Well, Hamas explicitly kidnapped those people with the aim of using them for negotiations, whereas the people held by Israel are either prisoners or POWs.
Obviously, I don’t trust the Israeli government an inch in terms of the guilt of those prisoners, fairness of the process or the conditions they’re being held in, but there is a difference just as a matter of definition.
what is the difference between a kidnapped person and a pow if both are held for the purposes of negotiation?
hamas is a group fighting colonialism and invasion.
“israel” is a group doing colonialism and invasion.
I think the difference is civilian vs combatant. Unfortunately, Israel has designated all Palestinians as combatants to justify their slaughter.
https://www.aaiusa.org/library/debunking-all-palestinians-are-hamas
POWs aren’t captured for the purposes of negotiation, that’s the point.

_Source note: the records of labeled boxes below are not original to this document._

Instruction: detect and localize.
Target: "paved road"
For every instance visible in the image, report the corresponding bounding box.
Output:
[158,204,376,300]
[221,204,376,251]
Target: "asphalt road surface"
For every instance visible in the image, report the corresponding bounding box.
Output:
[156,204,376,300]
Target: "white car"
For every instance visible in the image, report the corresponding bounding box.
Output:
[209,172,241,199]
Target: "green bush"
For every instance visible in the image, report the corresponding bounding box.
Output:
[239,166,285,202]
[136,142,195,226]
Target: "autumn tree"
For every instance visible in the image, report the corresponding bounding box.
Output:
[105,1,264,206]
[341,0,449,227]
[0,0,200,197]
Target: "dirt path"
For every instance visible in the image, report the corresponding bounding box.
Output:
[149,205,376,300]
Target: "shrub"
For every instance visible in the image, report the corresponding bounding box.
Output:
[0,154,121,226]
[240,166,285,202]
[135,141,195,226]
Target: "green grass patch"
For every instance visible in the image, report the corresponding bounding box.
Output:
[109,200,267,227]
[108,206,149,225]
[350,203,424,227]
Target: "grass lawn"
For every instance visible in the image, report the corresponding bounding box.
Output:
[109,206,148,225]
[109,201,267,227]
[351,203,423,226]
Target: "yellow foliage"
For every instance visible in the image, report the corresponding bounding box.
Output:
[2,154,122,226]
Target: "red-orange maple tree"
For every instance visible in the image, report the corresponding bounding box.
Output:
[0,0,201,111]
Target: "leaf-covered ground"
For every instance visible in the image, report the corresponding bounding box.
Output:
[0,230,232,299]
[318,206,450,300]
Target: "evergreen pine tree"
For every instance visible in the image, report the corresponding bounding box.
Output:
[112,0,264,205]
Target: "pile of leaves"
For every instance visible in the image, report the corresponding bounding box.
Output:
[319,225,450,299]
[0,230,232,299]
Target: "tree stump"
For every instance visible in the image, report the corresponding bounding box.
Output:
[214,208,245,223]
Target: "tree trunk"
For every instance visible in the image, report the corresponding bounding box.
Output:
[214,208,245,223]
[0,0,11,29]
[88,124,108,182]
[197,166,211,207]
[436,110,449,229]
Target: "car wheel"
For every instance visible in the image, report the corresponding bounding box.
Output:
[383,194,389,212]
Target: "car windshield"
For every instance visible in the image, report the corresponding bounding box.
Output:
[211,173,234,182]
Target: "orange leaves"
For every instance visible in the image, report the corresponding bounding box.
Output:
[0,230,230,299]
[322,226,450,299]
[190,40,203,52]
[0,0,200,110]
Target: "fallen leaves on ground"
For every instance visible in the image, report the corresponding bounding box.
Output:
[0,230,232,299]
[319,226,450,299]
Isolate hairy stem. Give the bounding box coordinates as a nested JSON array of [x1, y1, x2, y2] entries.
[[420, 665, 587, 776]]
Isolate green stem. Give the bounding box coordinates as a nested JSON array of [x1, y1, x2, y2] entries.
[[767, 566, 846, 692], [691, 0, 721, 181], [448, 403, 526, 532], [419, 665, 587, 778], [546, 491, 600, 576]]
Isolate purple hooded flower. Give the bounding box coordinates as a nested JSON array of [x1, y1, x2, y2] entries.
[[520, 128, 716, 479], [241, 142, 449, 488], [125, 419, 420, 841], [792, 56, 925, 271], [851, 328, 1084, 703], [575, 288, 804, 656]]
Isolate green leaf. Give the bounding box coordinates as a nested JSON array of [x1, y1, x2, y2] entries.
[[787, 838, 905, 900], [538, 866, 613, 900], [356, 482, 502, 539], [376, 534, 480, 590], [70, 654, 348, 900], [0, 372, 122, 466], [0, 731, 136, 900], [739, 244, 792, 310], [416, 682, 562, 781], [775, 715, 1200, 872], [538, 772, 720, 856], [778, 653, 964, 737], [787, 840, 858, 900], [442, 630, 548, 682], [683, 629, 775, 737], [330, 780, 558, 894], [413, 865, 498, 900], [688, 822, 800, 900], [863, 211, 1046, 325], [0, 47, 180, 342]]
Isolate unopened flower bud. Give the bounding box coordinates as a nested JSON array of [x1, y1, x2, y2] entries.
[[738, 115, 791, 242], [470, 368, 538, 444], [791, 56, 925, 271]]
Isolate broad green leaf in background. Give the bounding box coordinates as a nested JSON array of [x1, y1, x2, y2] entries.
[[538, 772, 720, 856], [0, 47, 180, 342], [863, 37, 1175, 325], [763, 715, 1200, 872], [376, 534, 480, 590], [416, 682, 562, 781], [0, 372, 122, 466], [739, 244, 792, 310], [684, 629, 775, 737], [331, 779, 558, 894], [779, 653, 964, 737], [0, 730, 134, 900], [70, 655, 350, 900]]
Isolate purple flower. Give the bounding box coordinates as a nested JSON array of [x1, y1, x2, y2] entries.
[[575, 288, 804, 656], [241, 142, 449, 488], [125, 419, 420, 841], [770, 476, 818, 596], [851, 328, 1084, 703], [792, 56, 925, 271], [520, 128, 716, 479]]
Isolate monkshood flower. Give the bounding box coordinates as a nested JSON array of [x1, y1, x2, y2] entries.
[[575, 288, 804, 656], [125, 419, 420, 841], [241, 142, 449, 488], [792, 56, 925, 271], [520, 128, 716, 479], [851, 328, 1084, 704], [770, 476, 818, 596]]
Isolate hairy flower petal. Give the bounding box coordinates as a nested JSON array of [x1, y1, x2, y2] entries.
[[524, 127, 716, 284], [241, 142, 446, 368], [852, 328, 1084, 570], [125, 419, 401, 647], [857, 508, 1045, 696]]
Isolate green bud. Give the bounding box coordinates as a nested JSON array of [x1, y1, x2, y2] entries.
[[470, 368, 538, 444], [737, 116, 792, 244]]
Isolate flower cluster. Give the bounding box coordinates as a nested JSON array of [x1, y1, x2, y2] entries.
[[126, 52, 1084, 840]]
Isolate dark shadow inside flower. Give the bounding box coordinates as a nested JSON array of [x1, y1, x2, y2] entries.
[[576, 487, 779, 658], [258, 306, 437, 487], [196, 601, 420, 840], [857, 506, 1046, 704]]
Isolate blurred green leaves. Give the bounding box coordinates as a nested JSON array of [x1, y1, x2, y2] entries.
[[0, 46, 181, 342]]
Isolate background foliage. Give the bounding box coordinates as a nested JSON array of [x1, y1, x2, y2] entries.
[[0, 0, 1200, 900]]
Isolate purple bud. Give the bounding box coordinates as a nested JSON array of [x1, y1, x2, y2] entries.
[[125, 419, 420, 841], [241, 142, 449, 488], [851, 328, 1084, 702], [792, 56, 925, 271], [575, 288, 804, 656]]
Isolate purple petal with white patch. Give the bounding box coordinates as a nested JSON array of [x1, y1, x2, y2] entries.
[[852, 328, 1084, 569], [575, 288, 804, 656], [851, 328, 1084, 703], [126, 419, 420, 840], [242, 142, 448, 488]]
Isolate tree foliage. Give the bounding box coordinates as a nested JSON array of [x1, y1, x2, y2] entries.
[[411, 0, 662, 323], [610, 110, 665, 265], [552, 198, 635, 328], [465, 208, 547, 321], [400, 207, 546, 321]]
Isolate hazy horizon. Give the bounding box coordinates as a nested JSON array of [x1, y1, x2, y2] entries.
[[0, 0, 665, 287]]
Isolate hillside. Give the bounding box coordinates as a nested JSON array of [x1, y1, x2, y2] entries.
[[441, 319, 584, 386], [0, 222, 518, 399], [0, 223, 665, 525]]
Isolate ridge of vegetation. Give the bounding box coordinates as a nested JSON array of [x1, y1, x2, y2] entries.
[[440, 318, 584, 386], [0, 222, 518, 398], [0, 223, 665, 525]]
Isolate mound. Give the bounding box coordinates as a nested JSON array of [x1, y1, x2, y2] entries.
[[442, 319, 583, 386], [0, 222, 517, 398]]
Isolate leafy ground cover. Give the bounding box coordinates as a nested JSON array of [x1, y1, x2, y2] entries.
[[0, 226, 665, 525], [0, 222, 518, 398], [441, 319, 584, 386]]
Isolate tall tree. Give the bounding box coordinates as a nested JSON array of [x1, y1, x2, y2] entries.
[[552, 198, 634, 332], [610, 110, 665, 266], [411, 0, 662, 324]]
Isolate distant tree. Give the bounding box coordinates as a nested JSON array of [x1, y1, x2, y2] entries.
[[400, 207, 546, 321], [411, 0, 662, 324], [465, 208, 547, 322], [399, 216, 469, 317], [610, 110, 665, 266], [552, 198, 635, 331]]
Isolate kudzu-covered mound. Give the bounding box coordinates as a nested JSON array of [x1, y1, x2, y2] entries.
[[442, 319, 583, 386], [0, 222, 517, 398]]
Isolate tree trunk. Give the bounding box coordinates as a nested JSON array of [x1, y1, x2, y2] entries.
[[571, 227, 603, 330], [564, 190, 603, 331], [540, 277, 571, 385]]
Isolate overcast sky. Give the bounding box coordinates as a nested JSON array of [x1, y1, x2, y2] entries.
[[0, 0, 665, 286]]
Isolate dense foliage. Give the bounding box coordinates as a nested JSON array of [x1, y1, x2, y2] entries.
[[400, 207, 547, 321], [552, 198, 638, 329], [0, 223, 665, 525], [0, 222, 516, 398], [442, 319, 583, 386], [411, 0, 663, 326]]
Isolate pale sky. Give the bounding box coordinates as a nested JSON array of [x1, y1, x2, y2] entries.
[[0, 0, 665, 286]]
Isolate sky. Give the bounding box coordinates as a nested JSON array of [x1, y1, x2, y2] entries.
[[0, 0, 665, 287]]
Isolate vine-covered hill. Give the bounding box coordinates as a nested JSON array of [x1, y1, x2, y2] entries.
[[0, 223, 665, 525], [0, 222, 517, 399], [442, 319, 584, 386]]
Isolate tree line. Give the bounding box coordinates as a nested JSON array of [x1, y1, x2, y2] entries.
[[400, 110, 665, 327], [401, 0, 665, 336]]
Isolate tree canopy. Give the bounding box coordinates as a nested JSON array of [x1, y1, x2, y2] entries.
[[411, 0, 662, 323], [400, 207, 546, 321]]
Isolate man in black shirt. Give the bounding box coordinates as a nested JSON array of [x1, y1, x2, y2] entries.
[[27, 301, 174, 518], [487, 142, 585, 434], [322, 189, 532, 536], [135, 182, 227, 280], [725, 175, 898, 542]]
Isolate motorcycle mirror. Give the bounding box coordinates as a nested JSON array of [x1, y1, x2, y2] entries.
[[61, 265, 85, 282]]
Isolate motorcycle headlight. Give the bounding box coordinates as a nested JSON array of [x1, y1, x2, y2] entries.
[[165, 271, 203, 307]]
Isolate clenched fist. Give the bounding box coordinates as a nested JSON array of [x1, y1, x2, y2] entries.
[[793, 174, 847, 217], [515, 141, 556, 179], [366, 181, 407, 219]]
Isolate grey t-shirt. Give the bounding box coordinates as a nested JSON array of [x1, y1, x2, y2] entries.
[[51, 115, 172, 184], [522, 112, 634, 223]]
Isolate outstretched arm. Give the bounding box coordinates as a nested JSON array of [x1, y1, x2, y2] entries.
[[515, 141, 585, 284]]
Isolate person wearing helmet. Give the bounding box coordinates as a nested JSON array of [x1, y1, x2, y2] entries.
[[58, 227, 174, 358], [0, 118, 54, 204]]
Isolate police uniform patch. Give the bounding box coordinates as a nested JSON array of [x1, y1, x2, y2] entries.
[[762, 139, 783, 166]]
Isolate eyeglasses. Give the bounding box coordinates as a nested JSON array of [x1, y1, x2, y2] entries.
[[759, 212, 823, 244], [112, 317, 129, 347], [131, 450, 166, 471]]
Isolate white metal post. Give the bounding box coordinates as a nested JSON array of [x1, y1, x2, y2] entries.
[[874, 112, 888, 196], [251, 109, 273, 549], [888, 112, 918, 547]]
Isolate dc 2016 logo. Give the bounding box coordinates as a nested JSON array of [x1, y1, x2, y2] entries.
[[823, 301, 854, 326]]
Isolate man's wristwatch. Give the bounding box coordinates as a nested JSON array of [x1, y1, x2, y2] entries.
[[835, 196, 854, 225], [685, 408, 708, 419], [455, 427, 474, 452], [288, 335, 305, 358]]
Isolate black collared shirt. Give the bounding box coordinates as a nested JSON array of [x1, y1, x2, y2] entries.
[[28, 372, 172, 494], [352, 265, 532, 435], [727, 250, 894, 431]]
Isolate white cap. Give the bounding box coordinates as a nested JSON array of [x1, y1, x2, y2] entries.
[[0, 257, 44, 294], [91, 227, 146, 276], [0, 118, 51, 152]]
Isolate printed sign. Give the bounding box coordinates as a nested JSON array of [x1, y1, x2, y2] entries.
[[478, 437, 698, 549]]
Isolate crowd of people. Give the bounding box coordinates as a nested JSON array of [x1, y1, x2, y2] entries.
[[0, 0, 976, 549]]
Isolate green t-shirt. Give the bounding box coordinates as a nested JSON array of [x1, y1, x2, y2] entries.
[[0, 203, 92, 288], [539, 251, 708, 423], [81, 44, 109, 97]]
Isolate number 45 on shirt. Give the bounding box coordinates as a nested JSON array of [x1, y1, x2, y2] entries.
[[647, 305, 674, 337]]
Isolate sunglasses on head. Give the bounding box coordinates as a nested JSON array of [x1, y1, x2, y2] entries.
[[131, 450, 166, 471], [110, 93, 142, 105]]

The Allies negotiated with the Axis over the release and transfer of POWs after WW2, but no one would call them hostages, on either side.
Look, as I said, Israel’s government is terrible and treats people appallingly, but the answer to your original question really just is: because Hamas kidnapped those people intending to use them as hostages.
and you still don’t see my point - calling them hostages when they are actually pows is a thing because it delegitimizes the struggle hamas has in booting zionists out of palestine. call them what they are: pows.
heck if only because israeli adults are conscripted military assets anyway.
But not all the hostages were adults, nor were they even all Israelis, conscripted or not.
cool. the point still stands. hamas is not holding “hostages” if israel is holding “prisoners.”
You can’t call people who got arrested by israel in land that doesn’t belong to them prisoners. They may not be hostages but them being abducted is a fact
My argument is that they’re not hostages, so I’m glad we agree.
I don’t know why you’ve introduced this new argument about whether they’re ‘prisoners’ but I suggest you take it up with, e.g., The Palestinian Prisoners Association.
Also good for Israeli PR…
I mean, as I said elsewhere, there’s plenty to get annoyed about without also imagining new things. If an organisation kidnaps a bunch of civilians with a view to using them for extortion, those captives are hostages, and it is different to when even that very same organisation captures soldiers in a war, because those captives are POWs. Words do actually have a meaning! Not every usage of words is a matter of some overarching nefariousness!
There is no difference between what Hamas did and what Israeli regime does both are extra judicial detention aka kidnapping.
Okay, but, not to be excessively pedantic here, the question was not ‘Are they both kidnappers?’ (which, if a state can be said to kidnap people, then yes, I agree, they are), but ‘Are all the captives hostages?’ which, as I keep saying, is not at all clear.
But this isn’t even a comparison which makes the Israelis look good! With hostages there’s an implied intent to eventually release them (in exchange for whatever you want to extort). One of the reasons the Palestinians held by the Israelis aren’t hostages is that Israel clearly has no intention of releasing them.
Abducting people without any demands from the captors is worse
Yes, that’s what I said in the comment you’re replying to.